Christ is the only one in whom we have such redemption. The only way we can be saved, the only way we can obtain the forgiveness of our sins, is by being connected to the death that Jesus died upon the cross. There is no other way of salvation. If your sins are not forgiven on the basis of what Jesus did on the cross, then they are not forgiven. It is only as we are in him that we can be saved.

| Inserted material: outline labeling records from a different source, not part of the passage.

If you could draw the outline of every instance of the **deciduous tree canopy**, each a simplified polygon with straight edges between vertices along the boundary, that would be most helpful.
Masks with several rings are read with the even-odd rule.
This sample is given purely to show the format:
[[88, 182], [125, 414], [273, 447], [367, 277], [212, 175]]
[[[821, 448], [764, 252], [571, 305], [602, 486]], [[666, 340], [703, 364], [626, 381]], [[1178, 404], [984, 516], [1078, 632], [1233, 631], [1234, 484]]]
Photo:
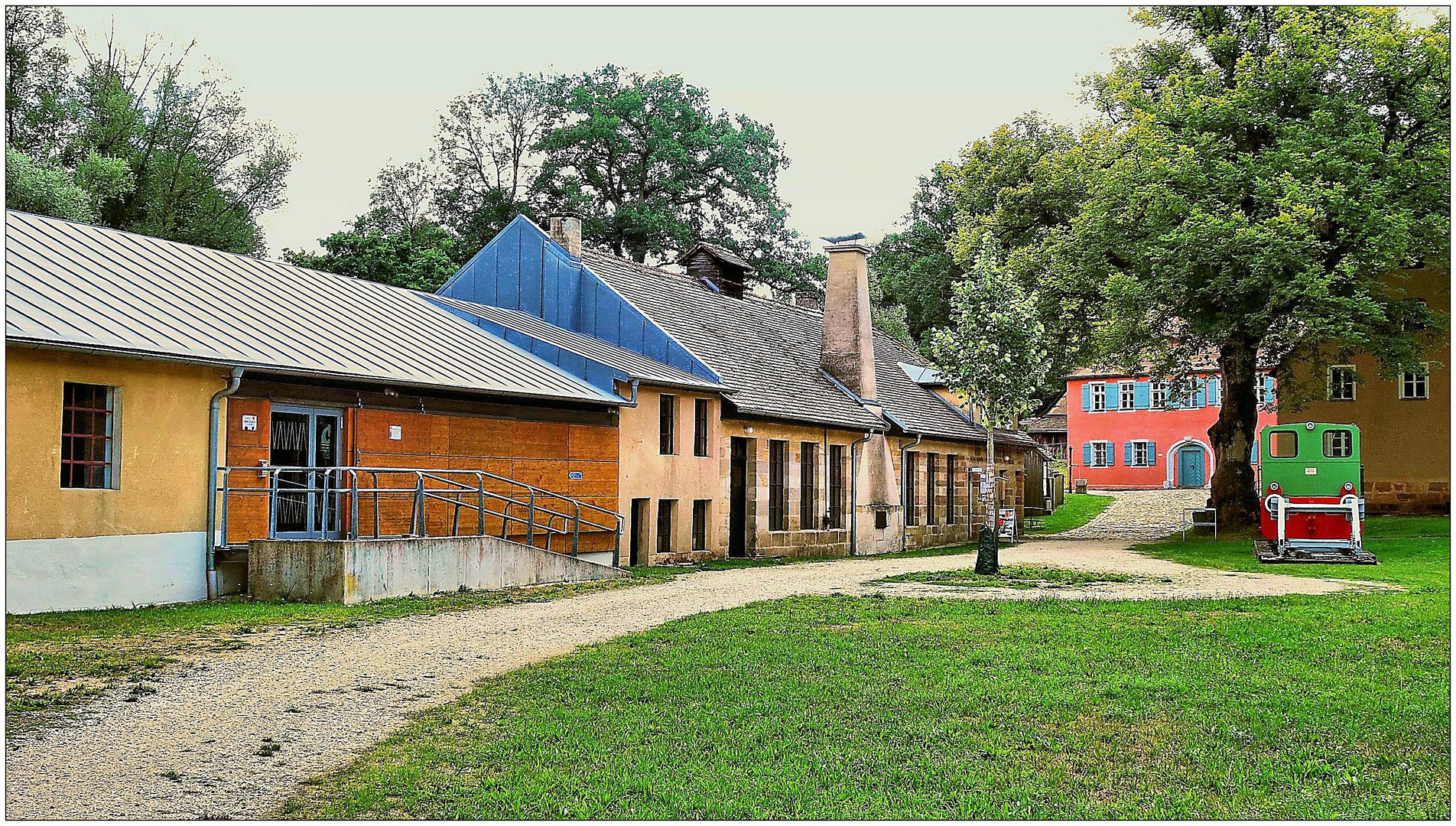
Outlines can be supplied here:
[[264, 249], [258, 216], [282, 204], [293, 150], [248, 119], [224, 77], [185, 79], [149, 39], [130, 54], [77, 42], [55, 9], [6, 9], [6, 201], [229, 252]]
[[1331, 347], [1396, 369], [1444, 329], [1401, 271], [1449, 265], [1449, 19], [1197, 6], [1137, 19], [1159, 36], [1086, 80], [1096, 122], [1028, 147], [1034, 163], [997, 160], [1000, 188], [974, 152], [951, 170], [967, 208], [949, 249], [965, 267], [1000, 237], [1069, 358], [1172, 369], [1217, 351], [1213, 498], [1220, 523], [1246, 524], [1261, 353], [1293, 395], [1293, 366]]
[[[664, 264], [709, 240], [789, 293], [821, 283], [823, 267], [785, 226], [785, 166], [772, 127], [713, 111], [708, 92], [677, 74], [607, 66], [579, 76], [492, 76], [454, 99], [416, 191], [422, 214], [454, 239], [457, 264], [517, 214], [574, 211], [590, 245]], [[344, 235], [376, 232], [364, 216], [355, 224]], [[361, 246], [336, 233], [323, 255], [310, 256], [314, 265], [354, 268], [335, 265], [329, 245]]]

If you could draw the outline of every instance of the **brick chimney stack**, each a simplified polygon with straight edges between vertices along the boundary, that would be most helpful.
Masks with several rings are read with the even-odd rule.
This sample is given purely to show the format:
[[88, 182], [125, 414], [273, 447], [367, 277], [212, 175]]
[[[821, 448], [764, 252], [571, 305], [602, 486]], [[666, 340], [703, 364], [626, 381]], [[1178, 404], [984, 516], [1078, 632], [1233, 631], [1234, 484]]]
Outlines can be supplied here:
[[875, 339], [869, 326], [869, 248], [831, 243], [824, 284], [824, 371], [862, 399], [875, 399]]
[[[824, 344], [820, 364], [859, 396], [871, 412], [881, 415], [882, 409], [875, 401], [875, 337], [869, 325], [869, 248], [859, 237], [863, 236], [824, 248], [828, 253], [828, 278], [824, 283]], [[904, 514], [890, 441], [877, 433], [859, 450], [853, 552], [897, 551]]]
[[562, 213], [550, 216], [547, 220], [549, 229], [546, 232], [550, 239], [562, 245], [572, 258], [581, 258], [581, 216]]

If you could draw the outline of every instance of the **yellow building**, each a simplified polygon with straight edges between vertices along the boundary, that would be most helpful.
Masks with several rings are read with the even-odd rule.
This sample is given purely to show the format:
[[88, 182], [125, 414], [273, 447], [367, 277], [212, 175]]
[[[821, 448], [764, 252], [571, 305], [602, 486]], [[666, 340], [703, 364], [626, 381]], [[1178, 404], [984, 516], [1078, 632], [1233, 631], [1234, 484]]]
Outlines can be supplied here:
[[[236, 491], [269, 466], [498, 471], [610, 523], [575, 540], [612, 561], [616, 395], [409, 290], [13, 211], [6, 248], [9, 612], [204, 599], [243, 586], [249, 539], [341, 533], [317, 492], [269, 524]], [[451, 527], [438, 500], [380, 510]]]
[[[1450, 274], [1406, 271], [1399, 287], [1450, 316]], [[1321, 398], [1280, 421], [1351, 422], [1360, 427], [1364, 498], [1370, 513], [1450, 513], [1450, 335], [1427, 353], [1425, 371], [1382, 377], [1370, 355], [1326, 366]], [[1309, 380], [1307, 369], [1302, 370]], [[1322, 380], [1322, 382], [1321, 382]]]

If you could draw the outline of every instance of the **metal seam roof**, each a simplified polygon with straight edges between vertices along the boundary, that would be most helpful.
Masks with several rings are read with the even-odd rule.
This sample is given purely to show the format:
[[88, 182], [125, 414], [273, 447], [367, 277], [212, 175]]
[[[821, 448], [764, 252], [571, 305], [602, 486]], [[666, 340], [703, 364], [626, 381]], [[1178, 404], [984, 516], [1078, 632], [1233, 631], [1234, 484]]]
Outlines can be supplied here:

How then do we become connected to Christ? How is it that we come to be in him? Our Lord himself tells us in John 6:35, in response to those who asked him to give them the bread that comes down from heaven (see Jn. 6:32-34): “And Jesus said unto them, I am the bread of life: he that cometh to me shall never hunger; and he that believeth on me shall never thirst.” The way to be connected to our Lord the bread of life is to believe in him. Or, as the apostle Paul puts it so thoroughly in his epistle to the Romans, we are justified by faith. This of course means more than mere intellectual assent that he is Lord and Savior. The demons believe that. True faith (that which is the gift of God, Eph. 2:8) involves not only mental assent but also the trust of the will and the affection of the heart. It means that we understand our need of him, that we are sinners and that we cannot save ourselves. It means that we understand the depth of our need and that Christ is the only one who can save us. It means that we willingly place ourselves under his command, recognizing him as Lord as well as Savior. It means that we trust in him and follow him. Those who do so are given eternal life; they are saved. It is not about bringing anything to the table. It is about receiving what Christ has accomplished already on the cross. It is about resting in him and in his work, not in our own. According to the Scripture, those who do so are saved, once and for all, finally and completely. Praise God for the riches of his grace in Christ!